その力の強かったことは今でもよく覚えています。
私は振り回されそうになりながら無心に踊るその人のことを「いつも音楽を聴いて踊ってる明るい人
なんだろうなぁ」と思っていました。
ところが、この男性はその施設に入所して10年以上経つのに、誰とも会話をしたこともなく、まして
ステージで踊るなどということは家族も想像できなかったそうです。彼の障害は自閉でした。

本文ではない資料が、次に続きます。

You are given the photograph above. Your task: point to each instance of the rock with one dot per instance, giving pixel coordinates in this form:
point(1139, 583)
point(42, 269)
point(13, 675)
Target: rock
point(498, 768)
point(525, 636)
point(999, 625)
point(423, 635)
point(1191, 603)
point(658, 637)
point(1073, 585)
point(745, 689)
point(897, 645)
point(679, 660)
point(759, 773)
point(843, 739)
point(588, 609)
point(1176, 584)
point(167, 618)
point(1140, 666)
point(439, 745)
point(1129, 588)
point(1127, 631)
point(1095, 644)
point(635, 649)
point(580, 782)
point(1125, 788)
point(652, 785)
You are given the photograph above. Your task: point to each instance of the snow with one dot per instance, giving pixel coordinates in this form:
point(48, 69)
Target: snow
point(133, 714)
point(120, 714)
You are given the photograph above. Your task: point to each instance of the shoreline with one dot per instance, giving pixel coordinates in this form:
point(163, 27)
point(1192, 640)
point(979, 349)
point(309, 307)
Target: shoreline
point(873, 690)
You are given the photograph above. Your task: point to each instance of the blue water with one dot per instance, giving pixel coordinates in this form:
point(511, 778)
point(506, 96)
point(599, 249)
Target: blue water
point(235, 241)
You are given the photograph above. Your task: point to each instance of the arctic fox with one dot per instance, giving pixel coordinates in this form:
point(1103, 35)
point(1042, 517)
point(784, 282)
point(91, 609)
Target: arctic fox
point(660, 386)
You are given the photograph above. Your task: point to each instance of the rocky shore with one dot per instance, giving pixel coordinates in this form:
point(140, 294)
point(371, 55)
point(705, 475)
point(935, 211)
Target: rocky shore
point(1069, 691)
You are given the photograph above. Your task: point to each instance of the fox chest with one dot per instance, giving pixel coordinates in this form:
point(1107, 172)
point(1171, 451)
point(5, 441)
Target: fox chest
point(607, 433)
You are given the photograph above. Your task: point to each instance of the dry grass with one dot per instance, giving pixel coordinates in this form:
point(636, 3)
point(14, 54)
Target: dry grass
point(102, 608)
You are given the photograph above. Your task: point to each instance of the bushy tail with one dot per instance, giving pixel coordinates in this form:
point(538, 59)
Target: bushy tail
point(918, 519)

お母さんはもちろん、園の誰もがただただ驚いていました。お母さんははじめて見たそんな我が子の姿に
号泣していたそうです。
もちろんその事実を知って一番驚いたのは私たちですが・・・。
そのあと理事長さんに「音楽療法」の事を聞き、納得した記憶があります。
でも私たちは理屈じゃなく、歌いながら一緒に楽しい時間を過ごせればそれに勝るものはない!
と思って演奏してるだけですけどね。
(一応あとで音楽療法の本を読んでみたのですが、私にはさっぱり意味がわからずちんぷんかんぷん
だったことも事実です)
それにしても音楽の持つ力とはすごい! と改めて感心するばかりです。
こんな素敵な場面に出逢えるから、やめられないんだなぁこの仕事は。つくづく皆さんに感謝します。